Flavor is another area where rice vinegar and white vinegar differ. Regular light rice vinegar has a mellow, sweetish taste to go with its mild acidity. Red rice vinegar is similarly sweet and mild, with some added salt. Black rice vinegar like Chinkiang rice vinegar is smoky-tasting with moderate acidity.
Can you use rice vinegar as a substitute for white vinegar and vice versa?
Some types of rice vinegar may not work as substitutes for white vinegar since white vinegar is primarily used for pickling. Pickling requires a vinegar with an acidity level of at least 5 percent. You won’t get that from all rice vinegars since some are in the 4-5 percent range. Acidity is important in pickling for preventing foodborne illnesses like botulism.
Rice vinegar will also be inadequate if your dish needs the strong and assertive tartness of white vinegar. Colored vinegars like black and red rice vinegar may also discolor pickles and other dishes that typically require white vinegar.

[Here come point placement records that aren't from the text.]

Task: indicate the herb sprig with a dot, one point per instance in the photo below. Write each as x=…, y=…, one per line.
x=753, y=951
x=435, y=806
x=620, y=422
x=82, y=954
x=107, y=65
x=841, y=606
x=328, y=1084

White vinegar won’t be ideal for replacing any rice vinegar in most recipes simply because it is so much more acidic. However, you may be able to tone down the acidity by diluting it with a little water and adding a small amount of sugar. Less acidity and a little sweetness will make it more like rice wine vinegar.
When should you use rice vinegar, and when should you use white vinegar?
Light or white rice vinegar is used mostly to give a bright tang to sushi rice. It also works in marinades and stir-fried dishes. If you need a sweeter or less-acidic vinaigrette, rice vinegar can be one of your better options. Black rice vinegar’s smokiness and umami qualities allow it to enhance dipping sauces, and you can use red rice vinegar in the same way.
White vinegar is primarily used for pickling brine, where its strong acidity makes it perfect for preserving pickles, and its colorless clarity protects the appearance of the items that you are pickling.